Peoples Bank, a Newton, N.C.-based community bank, has offered banking services to hemp-related businesses, including Mr. Ford’s business. Marijuana for any purpose remains illegal in the state, but growing hemp, which contains less than 0.3% THC, is legal.
Peoples Bank’s compliance group set up detailed categories for the kinds of businesses they could encounter, from growers to processors to dealers, and has relied on documentation, site visits and lab tests to ensure compliance, said Heather Allen, a Bank Secrecy Act officer at Peoples Bank. The bank reports monthly on its risk indicators to its board of directors, and monitors its portfolio to make sure it remains “within our internal ability to manage it,” she said. The bank currently has fewer than 100 such customers in the hemp industry and is considering an expansion, she said.
The bank questions the businesses on every step, gathering details on what they are growing, how they are growing it and how they are harvesting the crop. For instance, such monitoring allows bank officers to determine whether cannabis flowers are being grown for extracting fiber or for cannabidiol.
Treasury’s FinCEN regulations require banks and lenders to confirm that hemp growers are compliant with the state, tribal government or the U.S. Department of Agriculture licensing requirements by either obtaining a written declaration from the clients or a copy of the license.

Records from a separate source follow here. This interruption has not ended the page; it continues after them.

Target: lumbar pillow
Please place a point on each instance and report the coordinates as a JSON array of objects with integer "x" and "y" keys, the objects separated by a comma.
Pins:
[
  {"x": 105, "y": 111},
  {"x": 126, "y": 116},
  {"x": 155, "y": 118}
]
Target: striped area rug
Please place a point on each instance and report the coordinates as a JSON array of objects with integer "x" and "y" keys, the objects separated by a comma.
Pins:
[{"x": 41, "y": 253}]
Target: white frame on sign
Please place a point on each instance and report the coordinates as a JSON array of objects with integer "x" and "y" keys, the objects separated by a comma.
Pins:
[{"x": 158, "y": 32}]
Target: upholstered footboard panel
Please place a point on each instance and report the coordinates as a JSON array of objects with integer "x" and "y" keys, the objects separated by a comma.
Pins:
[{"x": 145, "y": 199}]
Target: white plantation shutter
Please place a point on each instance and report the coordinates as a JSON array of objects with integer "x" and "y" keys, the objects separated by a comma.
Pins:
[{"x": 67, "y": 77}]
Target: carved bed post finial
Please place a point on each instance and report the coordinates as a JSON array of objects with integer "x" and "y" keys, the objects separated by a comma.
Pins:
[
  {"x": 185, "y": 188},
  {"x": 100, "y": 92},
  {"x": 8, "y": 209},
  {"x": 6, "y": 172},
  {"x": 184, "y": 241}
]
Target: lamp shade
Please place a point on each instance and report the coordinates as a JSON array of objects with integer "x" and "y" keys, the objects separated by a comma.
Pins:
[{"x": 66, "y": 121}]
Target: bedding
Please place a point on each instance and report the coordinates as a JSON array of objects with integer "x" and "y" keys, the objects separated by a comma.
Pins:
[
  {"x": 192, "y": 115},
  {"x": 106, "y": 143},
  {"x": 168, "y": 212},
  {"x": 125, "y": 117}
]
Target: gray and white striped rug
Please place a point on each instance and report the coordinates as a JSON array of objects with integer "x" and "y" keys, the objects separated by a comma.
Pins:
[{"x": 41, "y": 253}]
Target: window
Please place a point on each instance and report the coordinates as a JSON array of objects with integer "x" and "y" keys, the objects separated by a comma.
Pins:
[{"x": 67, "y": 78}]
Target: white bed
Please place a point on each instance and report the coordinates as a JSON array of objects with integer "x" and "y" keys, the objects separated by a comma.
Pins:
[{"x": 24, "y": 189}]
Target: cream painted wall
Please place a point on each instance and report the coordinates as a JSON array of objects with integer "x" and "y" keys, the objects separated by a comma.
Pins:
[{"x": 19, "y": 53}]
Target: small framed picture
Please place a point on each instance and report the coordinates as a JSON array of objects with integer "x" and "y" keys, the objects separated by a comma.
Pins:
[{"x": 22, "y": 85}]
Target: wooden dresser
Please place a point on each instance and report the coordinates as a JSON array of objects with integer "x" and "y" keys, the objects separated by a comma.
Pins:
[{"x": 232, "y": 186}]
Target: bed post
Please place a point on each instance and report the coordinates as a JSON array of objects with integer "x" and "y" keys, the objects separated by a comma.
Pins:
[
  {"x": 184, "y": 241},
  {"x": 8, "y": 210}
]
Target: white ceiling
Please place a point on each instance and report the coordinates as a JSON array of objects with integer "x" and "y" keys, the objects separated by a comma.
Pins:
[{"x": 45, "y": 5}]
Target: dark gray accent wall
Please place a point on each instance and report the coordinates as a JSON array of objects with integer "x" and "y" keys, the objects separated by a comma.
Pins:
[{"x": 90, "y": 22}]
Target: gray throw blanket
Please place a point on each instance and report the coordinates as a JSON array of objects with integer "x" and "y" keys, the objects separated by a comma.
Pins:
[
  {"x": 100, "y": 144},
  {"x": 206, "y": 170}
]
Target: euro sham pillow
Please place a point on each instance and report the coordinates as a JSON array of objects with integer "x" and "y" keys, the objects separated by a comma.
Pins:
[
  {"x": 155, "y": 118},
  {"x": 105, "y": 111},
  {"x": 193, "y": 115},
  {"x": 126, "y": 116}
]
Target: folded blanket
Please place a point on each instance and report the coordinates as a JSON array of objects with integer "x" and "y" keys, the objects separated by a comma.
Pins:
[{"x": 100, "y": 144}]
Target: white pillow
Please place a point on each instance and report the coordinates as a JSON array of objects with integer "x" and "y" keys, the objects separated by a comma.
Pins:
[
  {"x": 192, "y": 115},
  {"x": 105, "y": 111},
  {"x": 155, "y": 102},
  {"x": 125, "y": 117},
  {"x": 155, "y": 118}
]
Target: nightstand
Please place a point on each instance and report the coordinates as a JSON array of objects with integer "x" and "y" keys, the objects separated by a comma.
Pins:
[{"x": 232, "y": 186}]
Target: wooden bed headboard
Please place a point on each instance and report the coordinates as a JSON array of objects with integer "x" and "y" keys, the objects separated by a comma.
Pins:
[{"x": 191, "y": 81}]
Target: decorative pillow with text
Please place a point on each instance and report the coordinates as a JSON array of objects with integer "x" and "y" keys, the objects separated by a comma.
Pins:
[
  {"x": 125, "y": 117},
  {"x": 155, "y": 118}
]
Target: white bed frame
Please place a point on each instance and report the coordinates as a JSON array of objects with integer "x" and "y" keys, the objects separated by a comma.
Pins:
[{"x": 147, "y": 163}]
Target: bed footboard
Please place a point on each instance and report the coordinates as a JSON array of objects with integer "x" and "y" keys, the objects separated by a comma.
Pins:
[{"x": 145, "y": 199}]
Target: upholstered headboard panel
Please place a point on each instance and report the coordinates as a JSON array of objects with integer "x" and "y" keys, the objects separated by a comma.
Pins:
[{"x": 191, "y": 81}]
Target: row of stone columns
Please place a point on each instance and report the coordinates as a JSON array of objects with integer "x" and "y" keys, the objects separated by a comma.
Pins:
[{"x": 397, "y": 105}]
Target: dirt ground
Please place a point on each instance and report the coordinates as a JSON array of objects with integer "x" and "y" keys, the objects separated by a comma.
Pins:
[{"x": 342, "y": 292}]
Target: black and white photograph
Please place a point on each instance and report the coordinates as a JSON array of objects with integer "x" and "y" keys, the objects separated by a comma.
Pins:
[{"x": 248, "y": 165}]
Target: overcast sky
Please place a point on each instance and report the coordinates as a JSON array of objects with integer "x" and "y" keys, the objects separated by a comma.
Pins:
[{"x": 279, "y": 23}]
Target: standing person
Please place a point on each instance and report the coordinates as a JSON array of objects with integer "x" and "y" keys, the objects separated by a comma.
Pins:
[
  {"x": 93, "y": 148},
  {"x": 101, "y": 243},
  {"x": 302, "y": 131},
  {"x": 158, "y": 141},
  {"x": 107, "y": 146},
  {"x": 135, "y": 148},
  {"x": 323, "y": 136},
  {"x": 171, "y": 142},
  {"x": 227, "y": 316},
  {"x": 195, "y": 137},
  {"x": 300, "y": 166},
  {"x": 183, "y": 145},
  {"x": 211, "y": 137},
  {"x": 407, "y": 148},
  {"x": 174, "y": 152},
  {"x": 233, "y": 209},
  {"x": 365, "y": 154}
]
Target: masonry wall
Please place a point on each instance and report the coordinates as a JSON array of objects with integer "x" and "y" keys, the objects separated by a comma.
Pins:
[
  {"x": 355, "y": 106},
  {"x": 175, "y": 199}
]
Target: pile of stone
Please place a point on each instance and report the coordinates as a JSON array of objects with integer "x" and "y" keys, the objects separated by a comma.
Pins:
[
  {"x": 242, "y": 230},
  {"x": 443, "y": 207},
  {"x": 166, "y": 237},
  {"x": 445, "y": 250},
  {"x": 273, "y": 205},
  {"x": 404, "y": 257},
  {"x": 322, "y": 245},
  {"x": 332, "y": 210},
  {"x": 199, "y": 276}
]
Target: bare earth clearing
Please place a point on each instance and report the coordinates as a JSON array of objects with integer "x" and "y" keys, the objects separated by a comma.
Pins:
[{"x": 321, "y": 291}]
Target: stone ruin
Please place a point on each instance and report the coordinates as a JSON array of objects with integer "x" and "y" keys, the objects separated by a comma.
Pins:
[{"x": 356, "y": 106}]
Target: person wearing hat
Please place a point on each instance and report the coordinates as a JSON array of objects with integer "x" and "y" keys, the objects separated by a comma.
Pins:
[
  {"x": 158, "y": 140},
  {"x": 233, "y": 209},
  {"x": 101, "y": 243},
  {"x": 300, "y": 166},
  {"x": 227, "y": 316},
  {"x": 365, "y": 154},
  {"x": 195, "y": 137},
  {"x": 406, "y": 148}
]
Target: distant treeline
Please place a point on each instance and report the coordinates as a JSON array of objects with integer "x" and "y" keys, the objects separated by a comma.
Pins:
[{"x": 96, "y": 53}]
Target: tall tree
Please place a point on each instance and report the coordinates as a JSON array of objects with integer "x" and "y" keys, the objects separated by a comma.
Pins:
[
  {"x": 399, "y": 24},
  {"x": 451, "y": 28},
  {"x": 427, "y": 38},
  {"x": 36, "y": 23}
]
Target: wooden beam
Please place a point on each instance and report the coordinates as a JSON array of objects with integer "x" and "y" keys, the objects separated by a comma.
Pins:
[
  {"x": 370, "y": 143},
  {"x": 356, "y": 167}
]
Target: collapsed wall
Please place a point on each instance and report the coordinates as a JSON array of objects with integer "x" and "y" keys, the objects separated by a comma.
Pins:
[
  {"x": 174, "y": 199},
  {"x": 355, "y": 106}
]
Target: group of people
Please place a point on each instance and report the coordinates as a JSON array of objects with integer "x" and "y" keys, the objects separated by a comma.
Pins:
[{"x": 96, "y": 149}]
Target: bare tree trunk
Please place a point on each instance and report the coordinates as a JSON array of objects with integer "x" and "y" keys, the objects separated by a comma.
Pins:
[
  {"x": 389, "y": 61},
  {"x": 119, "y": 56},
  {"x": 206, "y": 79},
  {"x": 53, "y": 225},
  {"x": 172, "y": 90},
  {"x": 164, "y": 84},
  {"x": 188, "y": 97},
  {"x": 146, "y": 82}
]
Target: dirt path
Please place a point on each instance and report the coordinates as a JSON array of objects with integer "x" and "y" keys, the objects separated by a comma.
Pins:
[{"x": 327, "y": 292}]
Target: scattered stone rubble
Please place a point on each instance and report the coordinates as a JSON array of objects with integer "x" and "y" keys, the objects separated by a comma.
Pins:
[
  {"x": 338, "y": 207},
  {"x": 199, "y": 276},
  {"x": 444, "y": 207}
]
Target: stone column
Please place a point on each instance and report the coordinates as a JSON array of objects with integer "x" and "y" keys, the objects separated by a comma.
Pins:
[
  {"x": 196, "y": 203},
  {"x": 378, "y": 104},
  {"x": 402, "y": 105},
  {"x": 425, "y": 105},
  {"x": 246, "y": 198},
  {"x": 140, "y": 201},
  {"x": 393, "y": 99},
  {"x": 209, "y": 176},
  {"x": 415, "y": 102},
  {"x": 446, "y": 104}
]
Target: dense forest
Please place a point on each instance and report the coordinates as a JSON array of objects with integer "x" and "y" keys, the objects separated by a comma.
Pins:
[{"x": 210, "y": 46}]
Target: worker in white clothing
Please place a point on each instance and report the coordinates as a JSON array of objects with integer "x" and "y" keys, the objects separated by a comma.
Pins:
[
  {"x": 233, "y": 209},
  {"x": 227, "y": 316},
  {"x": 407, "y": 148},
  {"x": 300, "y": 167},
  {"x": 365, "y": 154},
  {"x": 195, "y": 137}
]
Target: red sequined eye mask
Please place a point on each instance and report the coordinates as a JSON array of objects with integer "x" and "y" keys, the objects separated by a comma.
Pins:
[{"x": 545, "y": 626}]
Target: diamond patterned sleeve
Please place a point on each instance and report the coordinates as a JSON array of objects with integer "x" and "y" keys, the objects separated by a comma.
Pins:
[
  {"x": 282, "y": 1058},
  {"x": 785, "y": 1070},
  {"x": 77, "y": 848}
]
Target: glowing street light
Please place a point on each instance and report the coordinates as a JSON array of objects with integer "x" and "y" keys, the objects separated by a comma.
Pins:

A spokesperson for FinCEN said the agency’s 2014 guidance regarding banking for marijuana-related businesses remains in place and the agency continues to review it. The agency also is tracking the numbers of depository institutions providing banking services to marijuana-related businesses through the Suspicious Activity Reports, or SARs, which are required if a bank provides services to a marijuana-related customer, the spokesperson said.
Banks are no longer required to file SARs on customers who cultivate hemp, a group of financial regulators, including FinCEN, said in December. But FinCEN said in July that financial institutions still need to conduct due diligence and monitor transactions for hemp-related businesses.
Abaca, the Arkansas fintech company, which has over 100 cannabis banking clients across eight states, works with chartered financial institutions to provide commercial banking services to regulated marijuana and hemp businesses, and relies on technology and data to manage the risks. The company uses databases maintained at the state regulatory level to follow the production cycle of each plant to when the final, refined product is harvested from the plant, Mr. Roda said.
Such investments in technology, staffing and training on regulatory reporting can make compliance expensive for banks, said Oklahoma State Bank’s Ms. Barnes.
But it is also an opportunity for the banks, she said. “Being able to figure out a way to have a banking relationship with this booming industry was our goal,” she said.